Besides making women commodities and limiting their ability to have loving relationships with their husbands, polygamy weakens the economic and social development of nations. I recommend this prize-winning scholarly work on polygamy and development by a recent Restoration contributor, Dan Seligson: “Polygamy, the Commodification of Women, and Underdevelopment.” He shows that in many Muslim-majority countries with high rates of polygamy, economies suffer and tribalistic social structures are ingrained. Not only are women subjected to repression – they are prohibited from contributing to the development of their countries.
Recently, I was struck by this interview with the imprisoned wife of the late Islamic State leader, Abu Bakr al-Baghdadi. She states that she was forbidden from using any form of technology to interact with the outside world since 2007 and complains that her husband took another wife. She then asked for a divorce, but couldn’t accept the condition that she give up their children. The situation she describes is woefully common, and not just in the extreme context of Islamist terrorism.
Where is the love?
Only a religion which does not consider love between partners as the building block of marriage can permit polygamy. In Muslim clans, endogamous marriage comes first: Marrying for love is secondary, if not irrelevant, to the tribalistic function of marriage. Conversely, in Christianity, marriage is a sacrament which requires love and full consent to be valid. Take the words of the late Pope Benedict XVI as an example of the Catholic regard for marriage as an expression of love: Since “human beings are made for love,” he said in 2010, “their lives are completely fulfilled only if they are lived in love. […] The relationship between the man and the woman reflects divine love in a quite special way; therefore the conjugal bond acquires an immense dignity.”

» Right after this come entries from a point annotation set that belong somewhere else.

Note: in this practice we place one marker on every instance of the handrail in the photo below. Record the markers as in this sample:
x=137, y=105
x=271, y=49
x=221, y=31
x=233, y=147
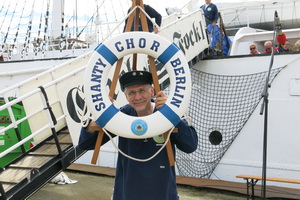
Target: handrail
x=8, y=104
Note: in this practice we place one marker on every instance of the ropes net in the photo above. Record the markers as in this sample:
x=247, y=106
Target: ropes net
x=220, y=106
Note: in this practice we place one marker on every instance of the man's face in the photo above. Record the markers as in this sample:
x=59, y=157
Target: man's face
x=139, y=97
x=268, y=48
x=286, y=45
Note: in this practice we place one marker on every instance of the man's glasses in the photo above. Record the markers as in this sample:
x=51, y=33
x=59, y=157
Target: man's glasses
x=141, y=92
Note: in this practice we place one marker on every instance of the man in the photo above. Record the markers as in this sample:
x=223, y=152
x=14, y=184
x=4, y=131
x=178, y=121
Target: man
x=153, y=14
x=284, y=48
x=154, y=179
x=253, y=49
x=215, y=45
x=268, y=47
x=210, y=12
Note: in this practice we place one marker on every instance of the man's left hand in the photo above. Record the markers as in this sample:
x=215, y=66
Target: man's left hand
x=160, y=99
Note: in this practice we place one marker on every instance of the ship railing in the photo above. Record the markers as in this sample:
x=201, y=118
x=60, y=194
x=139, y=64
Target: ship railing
x=47, y=117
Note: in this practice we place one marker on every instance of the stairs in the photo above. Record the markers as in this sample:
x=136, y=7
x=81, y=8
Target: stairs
x=26, y=174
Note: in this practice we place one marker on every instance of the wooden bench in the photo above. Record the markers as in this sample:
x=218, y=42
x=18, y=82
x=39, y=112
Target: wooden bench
x=252, y=180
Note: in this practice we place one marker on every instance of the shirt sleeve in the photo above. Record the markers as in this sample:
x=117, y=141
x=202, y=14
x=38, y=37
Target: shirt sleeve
x=153, y=14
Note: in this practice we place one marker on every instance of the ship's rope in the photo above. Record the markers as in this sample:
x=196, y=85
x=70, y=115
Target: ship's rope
x=19, y=24
x=8, y=28
x=38, y=39
x=5, y=15
x=28, y=33
x=2, y=6
x=46, y=23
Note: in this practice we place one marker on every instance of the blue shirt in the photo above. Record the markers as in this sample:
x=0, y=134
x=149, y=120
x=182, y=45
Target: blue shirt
x=210, y=13
x=151, y=180
x=153, y=14
x=215, y=39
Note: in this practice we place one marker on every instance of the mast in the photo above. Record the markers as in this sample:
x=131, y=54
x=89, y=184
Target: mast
x=57, y=19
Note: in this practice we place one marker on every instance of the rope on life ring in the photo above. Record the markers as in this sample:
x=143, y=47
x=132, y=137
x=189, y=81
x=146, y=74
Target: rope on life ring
x=106, y=115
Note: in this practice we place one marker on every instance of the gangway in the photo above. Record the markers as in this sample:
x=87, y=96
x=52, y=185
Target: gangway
x=54, y=105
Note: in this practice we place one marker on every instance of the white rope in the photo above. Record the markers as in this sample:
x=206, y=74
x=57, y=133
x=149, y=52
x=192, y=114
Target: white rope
x=137, y=159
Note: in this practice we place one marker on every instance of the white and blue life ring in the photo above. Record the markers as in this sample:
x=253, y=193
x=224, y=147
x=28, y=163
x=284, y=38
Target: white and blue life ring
x=109, y=117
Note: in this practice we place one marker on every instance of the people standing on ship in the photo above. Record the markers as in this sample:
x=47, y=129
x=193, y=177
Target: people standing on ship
x=153, y=14
x=215, y=45
x=154, y=179
x=297, y=45
x=210, y=12
x=253, y=49
x=284, y=48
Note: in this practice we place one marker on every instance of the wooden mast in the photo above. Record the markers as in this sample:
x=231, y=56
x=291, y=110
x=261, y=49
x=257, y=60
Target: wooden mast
x=135, y=18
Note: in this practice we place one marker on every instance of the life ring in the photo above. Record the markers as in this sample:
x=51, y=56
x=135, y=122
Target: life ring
x=109, y=117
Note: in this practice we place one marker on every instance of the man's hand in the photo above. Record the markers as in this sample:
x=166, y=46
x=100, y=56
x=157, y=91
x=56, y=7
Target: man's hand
x=160, y=99
x=92, y=127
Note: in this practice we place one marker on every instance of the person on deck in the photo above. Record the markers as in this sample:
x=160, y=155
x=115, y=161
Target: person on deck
x=297, y=45
x=153, y=14
x=253, y=49
x=210, y=12
x=154, y=179
x=215, y=45
x=284, y=48
x=268, y=47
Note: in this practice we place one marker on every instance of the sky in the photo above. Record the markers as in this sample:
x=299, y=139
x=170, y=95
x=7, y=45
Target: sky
x=15, y=15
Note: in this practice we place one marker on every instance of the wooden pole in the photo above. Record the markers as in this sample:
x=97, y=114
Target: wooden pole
x=137, y=14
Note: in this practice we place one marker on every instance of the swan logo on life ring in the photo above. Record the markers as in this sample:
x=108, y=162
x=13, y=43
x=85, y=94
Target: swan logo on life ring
x=109, y=117
x=139, y=127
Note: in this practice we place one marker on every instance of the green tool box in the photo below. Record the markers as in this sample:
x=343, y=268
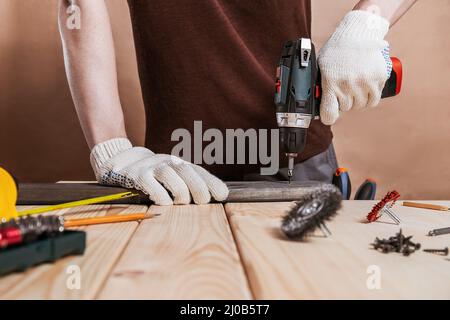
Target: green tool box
x=21, y=257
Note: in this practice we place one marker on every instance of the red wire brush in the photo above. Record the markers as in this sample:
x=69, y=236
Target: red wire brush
x=384, y=206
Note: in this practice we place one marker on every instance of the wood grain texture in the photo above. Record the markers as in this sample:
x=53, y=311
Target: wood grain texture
x=105, y=243
x=337, y=267
x=187, y=252
x=245, y=191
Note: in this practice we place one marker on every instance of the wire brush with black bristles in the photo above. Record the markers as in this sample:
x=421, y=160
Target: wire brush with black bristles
x=311, y=211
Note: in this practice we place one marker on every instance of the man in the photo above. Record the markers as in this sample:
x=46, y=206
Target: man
x=213, y=61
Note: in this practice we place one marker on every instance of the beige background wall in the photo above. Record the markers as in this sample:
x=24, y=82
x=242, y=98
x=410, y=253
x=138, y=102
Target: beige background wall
x=405, y=144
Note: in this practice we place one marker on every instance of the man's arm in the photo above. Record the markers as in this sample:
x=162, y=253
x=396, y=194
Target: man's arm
x=91, y=71
x=391, y=10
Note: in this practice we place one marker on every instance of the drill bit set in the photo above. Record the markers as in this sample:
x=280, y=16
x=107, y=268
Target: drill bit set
x=28, y=241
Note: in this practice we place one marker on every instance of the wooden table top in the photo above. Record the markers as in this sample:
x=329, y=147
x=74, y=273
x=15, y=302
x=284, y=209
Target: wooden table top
x=237, y=251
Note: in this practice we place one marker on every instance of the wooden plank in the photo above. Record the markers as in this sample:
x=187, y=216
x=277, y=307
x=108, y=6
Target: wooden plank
x=246, y=191
x=187, y=252
x=337, y=267
x=105, y=243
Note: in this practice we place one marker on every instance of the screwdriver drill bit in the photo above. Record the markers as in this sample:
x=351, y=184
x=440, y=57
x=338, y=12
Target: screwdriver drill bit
x=290, y=166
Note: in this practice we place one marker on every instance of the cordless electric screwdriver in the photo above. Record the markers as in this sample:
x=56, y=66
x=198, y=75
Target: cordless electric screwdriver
x=298, y=94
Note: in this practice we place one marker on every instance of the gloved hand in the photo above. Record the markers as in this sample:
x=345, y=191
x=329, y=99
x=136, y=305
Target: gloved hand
x=354, y=64
x=117, y=162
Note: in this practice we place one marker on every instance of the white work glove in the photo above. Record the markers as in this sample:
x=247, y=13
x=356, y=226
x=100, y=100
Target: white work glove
x=354, y=64
x=117, y=162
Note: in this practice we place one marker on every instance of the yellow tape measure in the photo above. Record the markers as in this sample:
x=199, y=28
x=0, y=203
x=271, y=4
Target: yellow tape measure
x=8, y=196
x=8, y=199
x=85, y=202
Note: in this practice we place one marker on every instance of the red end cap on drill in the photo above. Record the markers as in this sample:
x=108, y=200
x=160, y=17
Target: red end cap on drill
x=398, y=69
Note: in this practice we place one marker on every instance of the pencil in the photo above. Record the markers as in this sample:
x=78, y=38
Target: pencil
x=425, y=206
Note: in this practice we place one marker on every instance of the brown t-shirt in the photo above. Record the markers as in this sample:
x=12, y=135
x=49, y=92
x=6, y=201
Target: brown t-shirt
x=214, y=61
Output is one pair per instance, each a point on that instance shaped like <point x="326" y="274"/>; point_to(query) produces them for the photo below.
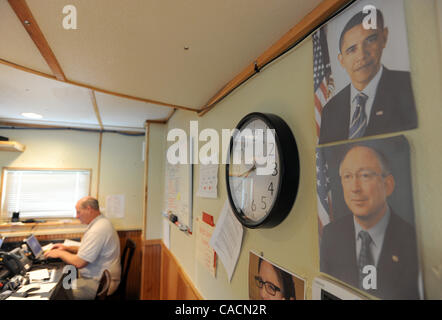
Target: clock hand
<point x="244" y="174"/>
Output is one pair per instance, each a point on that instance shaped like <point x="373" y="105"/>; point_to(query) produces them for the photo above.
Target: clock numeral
<point x="272" y="149"/>
<point x="275" y="171"/>
<point x="263" y="202"/>
<point x="270" y="188"/>
<point x="253" y="205"/>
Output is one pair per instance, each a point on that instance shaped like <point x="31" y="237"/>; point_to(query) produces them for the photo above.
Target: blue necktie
<point x="365" y="256"/>
<point x="359" y="121"/>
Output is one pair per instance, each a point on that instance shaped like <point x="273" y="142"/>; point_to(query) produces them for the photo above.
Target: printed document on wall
<point x="227" y="239"/>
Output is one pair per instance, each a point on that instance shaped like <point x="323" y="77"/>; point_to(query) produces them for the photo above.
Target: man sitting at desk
<point x="99" y="250"/>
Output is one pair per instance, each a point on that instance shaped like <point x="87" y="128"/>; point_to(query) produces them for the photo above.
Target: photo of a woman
<point x="269" y="282"/>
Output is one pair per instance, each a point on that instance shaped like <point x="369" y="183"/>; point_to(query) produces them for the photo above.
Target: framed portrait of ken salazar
<point x="361" y="69"/>
<point x="367" y="231"/>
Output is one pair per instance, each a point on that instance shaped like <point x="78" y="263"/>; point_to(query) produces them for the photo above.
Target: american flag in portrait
<point x="323" y="189"/>
<point x="322" y="74"/>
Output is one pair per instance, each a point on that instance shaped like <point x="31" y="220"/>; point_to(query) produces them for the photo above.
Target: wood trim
<point x="12" y="146"/>
<point x="100" y="144"/>
<point x="25" y="16"/>
<point x="113" y="93"/>
<point x="151" y="270"/>
<point x="95" y="106"/>
<point x="162" y="275"/>
<point x="170" y="115"/>
<point x="133" y="284"/>
<point x="146" y="179"/>
<point x="309" y="23"/>
<point x="161" y="121"/>
<point x="44" y="126"/>
<point x="28" y="70"/>
<point x="194" y="294"/>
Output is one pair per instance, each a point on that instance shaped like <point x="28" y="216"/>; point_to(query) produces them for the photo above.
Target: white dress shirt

It’s now my belief that Christianity, not secularism, is the ultimate creed upon which most Western practices and beliefs are founded. One of the best pieces of evidence for this is the institution of marriage. Today, even non-practicing Westerners often choose to marry in a Christian church, the bride wearing a beautiful white gown (traditionally a symbol of her virginity). It may sound hypocritical to lament the patriarchal norms built into Muslim marriage while enjoying Christian marital trappings, which include the symbolic “handing over” of the bride from her father to her husband. However, it is clear that today we inherit several precious aspects of the Christian tradition while holding women’s consent to be of utmost importance.
This is consistent with the Catholic Church’s attitude to women. It’s common knowledge that women comprise the social backbone of many Catholic parishes. Their Church regards motherhood to be the very purpose of the Church herself, as stated by Pope Benedict in 2012: “Mary is the mother and model of the Church, who receives the divine Word in faith and offers herself to God as the “good soil” in which he can continue to accomplish his mystery of salvation. The Church also participates in the mystery of divine motherhood.”
I am more drawn to a sanctifying view of marriage than I used to be. I don’t celebrate the high rates of divorce in the West, since they hurt children and speak to a deep wound in the relations between men and women. However, any civilized culture must not only allow but encourage women to escape abuse and to marry whom they love. Any civilized culture must be able to criticize repressive institutions: In the Islamic world, marriage is the most consequential one.